CHP’liler bağırıyor, “bu, parlamentoya yapılmış darbedir!” Benzer tepkiler dönem dönem HDP’lilerden de geliyor. Normal şartlarda bile etki alanı sınırlı olan burjuva parlamentonun Türkiye’de geçmişte de pek bir hükmü yoktu. Saray’ın tüm ipleri ele aldığı dönemde ise bir hiç konumuna geldiğini dile getirmeyen yok. Boş bir kabuk bile değil artık!
“En demokratik” denen ülkeler dahil, burjuva parlamento dediğiniz, iktidar aygıtında hükmü sıfıra yakın bir etkenden başka bir şey değildir. Hiçbir zaman bundan fazlası olmadı, bundan sonra da olmayacak. Güçler dengesine göre belirli bir hareket alanı kazandı, belirli rol üstlendi dönem dönem. Daha doğru bir ifadeyle, sınıfsal güçlerin toplumsal siyasal yaşamda oynadıkları rolü belirli bir prizmadan geçirerek yansıttı kimi zaman. Ama “en demokratik” veya “en köklü demokrasi” olan ülkelerde bile, bundan fazla bir hükmü olmadı. Her kritik anda onun bomboş bir yanılsama olduğunu bizzat ilan etti burjuvazi. Partilerin kapısına kilitler vurdu, vekilleri zindana doldurdu. Yasa denen şey elini kolunu bağladığında tereddütsüz kaldırıp bir kenara atıverdi hepsini.

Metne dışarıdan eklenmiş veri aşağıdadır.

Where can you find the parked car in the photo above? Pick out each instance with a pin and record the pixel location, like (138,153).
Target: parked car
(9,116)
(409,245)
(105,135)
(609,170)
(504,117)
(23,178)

Parlamento dediğiniz bir basit incir yaprağından başka nedir ki!
Yasal siyaset kanalları ve bunun parçalarından yalnızca biri olan parlamento, pamuk ipliğine bağlı güçler dengesine göre şekillenen bir alandır. Güçler dengesine göre daralır ve genişler. İşçi sınıfı elbette iki yüz yıllık savaşımının sonuçlarından olan tüm yasal imkanlardan faydalanmayı, bağımsız siyasetinin bir parçası olarak görür. Ama bırakın parlamentoyu/meclisi, bir bütün olarak yasal imkanlara körü körüne takılıp kalmaz. Hele de bizim gibi ülkelerde!
Tekrarlamakta fayda var. Parlamento da, bir bütün olarak yasal imkanlar da, güçler dengesine göre daralıp genişleyen alanlardır. Liberal denen, demokratik rejim denen bütün burjuva devletlerin tarihine bakın, istisnasız hepsinin tarihine, buna aykırı tek bir örnek bulamayacaksınız! Geçtik McCarthy kazanını, yahut kapitalist Almanya’da KP’nin yasaklanmasını. Öyle uzaklara da gitmeyelim. Bakın cici Avrupa Birliği’nin parlamentosuna... Anti-komünist yasaların mürekkebi kurumadı daha.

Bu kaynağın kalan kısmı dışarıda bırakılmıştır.